Brandschutzaffäre um die Rigaer 94: Grüne und Linke stützen Baustadtrat Florian Schmidt
Die Mehrheit der Bezirksverordneten in Friedrichshain-Kreuzberg lehnt eine FDP-Rücktrittsforderung ab. Die CDU will im Innenausschuss über die Vorgänge beraten.
Der Hotspot der linksextremen Szene in Friedrichshain gilt als brandgefährlich. Das teilbesetzte Haus der Rigaer Straße 94 wurde von Bewohnern regelrecht verbarrikadiert, offenbar mit Duldung des zuständigen Baustadtrats Florian Schmidt (Grüne), der jahrelang per Weisung verhindert haben soll, dass Beamte der bezirklichen Bauaufsicht wegen der Verstöße gegen den Brandschutz einschreiten konnten.
Schmidt selbst rechtfertigte sein Vorgehen mit einer „Ermessensentscheidung“, unterstützt von Bezirksbürgermeisterin Monika Herrmann (Grüne). Doch trotz der schweren Vorwürfe, die sich auf Unterlagen des Bezirksamts stützen und durch Recherchen des RBB bekannt wurden, hat die Bezirksverordnetenversammlung Friedrichshain-Kreuzberg (BVV) dem umstrittenen Grünen-Politiker am Donnerstagabend zunächst Rückendeckung gegeben.

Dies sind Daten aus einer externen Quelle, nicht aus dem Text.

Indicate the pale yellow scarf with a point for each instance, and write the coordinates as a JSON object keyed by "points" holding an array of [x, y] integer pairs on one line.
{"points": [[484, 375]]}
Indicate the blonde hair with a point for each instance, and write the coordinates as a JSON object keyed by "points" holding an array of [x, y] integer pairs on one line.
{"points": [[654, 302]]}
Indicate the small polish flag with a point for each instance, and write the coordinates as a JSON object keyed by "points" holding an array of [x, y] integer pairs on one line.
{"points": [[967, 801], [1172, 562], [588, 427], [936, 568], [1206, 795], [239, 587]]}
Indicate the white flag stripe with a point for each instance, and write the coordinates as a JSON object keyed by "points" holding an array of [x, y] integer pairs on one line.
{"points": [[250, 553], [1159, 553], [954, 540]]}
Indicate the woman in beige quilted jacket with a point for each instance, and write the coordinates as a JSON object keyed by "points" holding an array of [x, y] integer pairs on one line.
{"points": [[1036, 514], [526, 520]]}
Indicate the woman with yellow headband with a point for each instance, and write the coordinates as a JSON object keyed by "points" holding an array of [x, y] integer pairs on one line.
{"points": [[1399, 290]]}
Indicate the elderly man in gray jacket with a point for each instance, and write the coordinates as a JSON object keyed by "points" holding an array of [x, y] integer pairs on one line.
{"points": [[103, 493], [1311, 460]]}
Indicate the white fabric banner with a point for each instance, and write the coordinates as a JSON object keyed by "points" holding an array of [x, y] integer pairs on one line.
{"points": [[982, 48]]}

Einer Resolution, mit der die zweiköpfige Gruppe der FDP den Rücktritt Schmidts als Baustadtrat forderte, erteilte die Mehrheit der BVV eine Absage. „Mit der Verhinderung der Durchsetzung von bauordnungsrechtlichen Maßnahmen und des Brandschutzes hat Florian Schmidt eine weitere Grenze überschritten“, hieß es in der von der FDP-Gruppe eingebrachten Resolution.
Doch eine Überweisung des Antrags in den Stadtplanungsausschuss scheiterte an den Gegenstimmen der Bezirksverordneten von Linken und Grünen, SPD, CDU und die Partei enthielten sich. Obwohl das Bezirksamt seit 2016 dazu aufgefordert wurde, die Brandschutzmängel zu beheben, habe man „die schützende Hand über die Rigaer 94 gehalten“, kritisierte Antragsteller Michael Heihsel. Der Baustadtrat habe weder Respekt vor dem Gesetz noch vor der BVV, deswegen forderte der FDP-Verordnete dessen „würdevollen Rücktritt“.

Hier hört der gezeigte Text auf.